Be very careful when automating deletions. Make sure you use the first statement to see what would be deleted. Even if you’ve already read Chapter 7, “Administering SharePoint with Windows PowerShell,” and you understood it all, you can still make costly mistakes. Nothing takes all the fun out of an upgrade faster than deleting all the content you just upgraded. Take my word for it.
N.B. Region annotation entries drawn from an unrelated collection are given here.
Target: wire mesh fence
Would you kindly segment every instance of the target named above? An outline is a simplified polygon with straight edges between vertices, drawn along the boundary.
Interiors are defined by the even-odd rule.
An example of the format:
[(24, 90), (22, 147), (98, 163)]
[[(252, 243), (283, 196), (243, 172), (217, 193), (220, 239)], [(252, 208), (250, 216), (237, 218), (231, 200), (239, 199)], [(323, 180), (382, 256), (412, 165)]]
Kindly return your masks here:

While you’re deleting unnecessary site collections, keep your eyes open for the Office Viewing Cache site collections, as they are not used by the new Office Web Apps either. There will be one per web application and the URL will be /sites/Office_Viewing_Service_Cache. Like the PowerPoint Broadcast site, these can be deleted before or after the upgrade.

FAST Search Center Sites

FAST was a casualty of the move to SharePoint 2013. Microsoft bought the search company FAST in 2008 but it was too late in the development cycle to get it properly integrated into SharePoint 2010. FAST Server for SharePoint was a separate product for SharePoint 2010 that was bolted on and replaced SharePoint Server’s content search. Part of that bolted-on experience was it having its own Search Center site. In SharePoint 2013 the bulk of the FAST functionality was added to SharePoint’s search, and the FAST product was eliminated. Because of that, SharePoint 2013 has no need to upgrade a SharePoint 2010 FAST Search Center site. Its own Search Center is more than capable. Like the PowerPoint Broadcast site, you can delete these before or after you attach the content database to your SharePoint 2013 farm.